Paris, le 6 juillet 2023. Ce rapport, soutenu par ALTSEAN-Burma, la FIDH et Reporters sans frontières, révèle que ces investissements du Crédit Agricole, de La Banque Postale, du groupe BPCE, de BNP Paribas, de la Société Générale et du Fonds de Réserve pour les Retraites (FRR) s’élèvent à plus de 6 milliards de dollars américains, dont 75 % dans le secteur des énergies fossiles. Ces investissements concernent aussi des entreprises dans le secteur de l’armement et des télécommunications au bénéfice de la junte birmane, mise en cause pour crimes de guerre et crimes contre l’humanité. Les investissements du Crédit Agricole représentent à eux seuls 4 milliards de dollars américains.
Les entreprises dont ces six institutions financières sont actionnaires ont été divisées en deux catégories : celles ayant une relation directe et ancienne avec l’armée birmane ou avec des entreprises contrôlées par l’armée avant le coup d’État (catégorie 1) et celles ayant une relation commerciale directe avec des entreprises publiques sous contrôle militaire suite au coup d’État du 1er février 2021 (catégorie 2).
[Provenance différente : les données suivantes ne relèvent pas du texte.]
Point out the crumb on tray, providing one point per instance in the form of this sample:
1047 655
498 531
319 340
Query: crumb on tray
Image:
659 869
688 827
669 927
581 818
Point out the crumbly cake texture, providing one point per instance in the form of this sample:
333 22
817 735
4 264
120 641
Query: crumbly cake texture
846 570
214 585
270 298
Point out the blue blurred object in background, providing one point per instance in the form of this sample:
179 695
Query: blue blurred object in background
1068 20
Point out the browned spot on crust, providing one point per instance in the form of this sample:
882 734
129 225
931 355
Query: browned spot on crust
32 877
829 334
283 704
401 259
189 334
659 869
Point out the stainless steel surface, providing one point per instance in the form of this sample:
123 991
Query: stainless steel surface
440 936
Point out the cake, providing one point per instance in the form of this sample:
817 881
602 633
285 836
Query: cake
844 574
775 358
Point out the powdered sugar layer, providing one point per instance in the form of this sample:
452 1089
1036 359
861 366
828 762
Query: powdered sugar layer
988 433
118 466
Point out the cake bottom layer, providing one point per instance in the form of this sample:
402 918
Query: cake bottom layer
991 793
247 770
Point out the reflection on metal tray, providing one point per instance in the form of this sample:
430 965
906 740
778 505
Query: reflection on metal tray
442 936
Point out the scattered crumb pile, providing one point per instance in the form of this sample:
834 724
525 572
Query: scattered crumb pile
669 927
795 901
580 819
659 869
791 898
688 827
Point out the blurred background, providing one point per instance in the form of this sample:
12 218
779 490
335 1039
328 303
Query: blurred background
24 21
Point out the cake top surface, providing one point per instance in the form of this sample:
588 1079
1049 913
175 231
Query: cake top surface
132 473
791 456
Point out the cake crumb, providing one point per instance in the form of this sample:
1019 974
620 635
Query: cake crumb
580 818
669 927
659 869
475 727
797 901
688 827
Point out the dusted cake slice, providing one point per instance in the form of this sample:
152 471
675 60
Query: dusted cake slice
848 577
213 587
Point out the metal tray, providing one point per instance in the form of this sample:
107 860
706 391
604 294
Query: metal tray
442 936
Le rapport souligne le lien entre ces investissements et les violations généralisées et systématiques des droits humains en Birmanie, notamment l’emprisonnement de 70 journalistes et d’autres restrictions sévères de la liberté de la presse.
Il révèle que le Crédit Agricole investit notamment dans Bharat Electronics Limited (BEL), une entreprise publique d’armement indienne mise en cause pour des ventes de matériel militaire à la junte birmane depuis le coup d’État de 2021 [2] et qui est un partenaire de premier plan du groupe Thalès.
Ces révélations interviennent alors que la France s’apprête à recevoir le premier ministre indien, Narendra Modi, en tant qu’invité d’honneur au défilé du 14 Juillet à Paris, dans le cadre des célébrations des 25 ans du partenariat France-Inde.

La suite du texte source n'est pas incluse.